Per partecipare è indispensabile iscriversi cliccando questo link, compilando il modulo e inviandolo, entro 15 giorni dalla data stabilita.

TUTTE LE INFO: www.avepavistara.com

“POSIZIONI FAMILIARI ARMONICHE”
CENTRO OLISTICO Zenzero MERANO
per info e iscrizioni:

 

 


“Non riesco ad integrarmi.  Ho sempre la sensazione di essere un’emarginata e questo mi capita da sempre, da quando posso ricordarmi qualche cosa”. “Fin da bambino mi è sempre stato detto che -ero diverso- e mi sono sempre sentito tale.  Provavo un dolore profondo e pensavo: -Non piaccio a nessuno.” Restavo sempre  isolato”.  “Non ho mai capito il motivo per cui gli altri mi vedevano così diversa e ancora oggi soffro per questo”. “Ero determinata a integrarmi e volevo disperatamente piacere a tutti. L’unica cosa che mi aiutava a provare un senso di appartenenza era rendermi utile agli altri. Iniziarono a dirmi che ero un angelo e ci ho creduto, finalmente ho capito chi sono”. 

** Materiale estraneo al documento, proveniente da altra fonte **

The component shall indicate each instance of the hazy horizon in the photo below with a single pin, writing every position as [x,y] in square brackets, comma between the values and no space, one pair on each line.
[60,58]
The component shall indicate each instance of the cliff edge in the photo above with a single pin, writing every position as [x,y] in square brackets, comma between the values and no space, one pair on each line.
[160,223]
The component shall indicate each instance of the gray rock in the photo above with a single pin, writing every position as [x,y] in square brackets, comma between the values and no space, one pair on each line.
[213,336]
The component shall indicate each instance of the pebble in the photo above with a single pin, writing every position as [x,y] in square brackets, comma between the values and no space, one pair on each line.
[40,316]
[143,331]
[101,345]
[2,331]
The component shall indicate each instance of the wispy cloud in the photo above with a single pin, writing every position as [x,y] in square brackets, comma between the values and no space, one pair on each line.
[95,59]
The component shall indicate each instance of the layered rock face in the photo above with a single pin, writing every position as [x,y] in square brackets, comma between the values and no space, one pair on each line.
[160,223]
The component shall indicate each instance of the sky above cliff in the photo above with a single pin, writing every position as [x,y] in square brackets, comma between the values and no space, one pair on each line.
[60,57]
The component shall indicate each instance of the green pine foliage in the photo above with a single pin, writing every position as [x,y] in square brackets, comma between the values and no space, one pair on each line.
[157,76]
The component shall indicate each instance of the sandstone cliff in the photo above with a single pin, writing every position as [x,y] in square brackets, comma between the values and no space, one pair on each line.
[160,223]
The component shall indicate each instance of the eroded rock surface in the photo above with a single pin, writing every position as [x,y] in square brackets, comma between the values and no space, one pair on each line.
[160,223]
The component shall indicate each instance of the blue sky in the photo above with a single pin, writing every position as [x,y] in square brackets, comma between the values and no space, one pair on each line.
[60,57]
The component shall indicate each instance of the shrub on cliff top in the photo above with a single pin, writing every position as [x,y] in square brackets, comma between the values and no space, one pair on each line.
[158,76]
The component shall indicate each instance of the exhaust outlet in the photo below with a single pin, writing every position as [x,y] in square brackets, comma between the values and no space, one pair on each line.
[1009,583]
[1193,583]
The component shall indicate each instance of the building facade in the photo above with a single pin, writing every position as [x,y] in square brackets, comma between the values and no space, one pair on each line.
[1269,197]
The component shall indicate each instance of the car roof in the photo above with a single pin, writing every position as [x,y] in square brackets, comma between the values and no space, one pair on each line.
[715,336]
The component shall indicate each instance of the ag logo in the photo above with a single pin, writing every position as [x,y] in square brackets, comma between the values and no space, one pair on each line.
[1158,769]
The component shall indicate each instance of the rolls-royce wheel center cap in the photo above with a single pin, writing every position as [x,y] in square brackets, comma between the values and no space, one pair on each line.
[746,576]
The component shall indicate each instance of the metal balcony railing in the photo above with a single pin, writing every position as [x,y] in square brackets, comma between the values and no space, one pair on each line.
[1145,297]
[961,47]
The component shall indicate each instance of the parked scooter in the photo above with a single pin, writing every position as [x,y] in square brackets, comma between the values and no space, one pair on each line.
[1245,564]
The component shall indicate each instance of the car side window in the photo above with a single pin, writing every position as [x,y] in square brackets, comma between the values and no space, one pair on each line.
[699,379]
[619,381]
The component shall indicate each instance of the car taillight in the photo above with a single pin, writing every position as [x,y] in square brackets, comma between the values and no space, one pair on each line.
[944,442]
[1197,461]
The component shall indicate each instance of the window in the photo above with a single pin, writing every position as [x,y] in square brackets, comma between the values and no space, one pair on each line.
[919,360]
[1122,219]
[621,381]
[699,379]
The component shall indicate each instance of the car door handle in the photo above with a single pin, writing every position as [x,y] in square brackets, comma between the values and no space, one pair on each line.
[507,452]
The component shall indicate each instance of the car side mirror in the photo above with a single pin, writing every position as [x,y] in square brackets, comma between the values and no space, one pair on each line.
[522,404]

Queste sono alcune delle tantissime testimonianze che possiamo raccogliere tra noi umani. Nell’ultimo caso viene riportata una delle conclusioni più raggiunte in culture che ignorano nella maggior parte dei casi come sia costituito il nostro cervello, le nostre risorse, limiti di percezione e caratteristiche. Intorno alle figure degli “angeli”, cosi come alla “reincarnazione”,  si è creato da secoli un grande mercato lucrativo e torna piacevole a molti l’immaginarne la concretezza ma è importante  fare attenzione a queste credenze perché  rendono ancora più difficile approfondire la vera natura della realtà e impediscono il lasciar emergere degli irretimenti famigliari, dunque ne favoriscono il susseguirsi, il ripetersi nelle prossime generazioni. 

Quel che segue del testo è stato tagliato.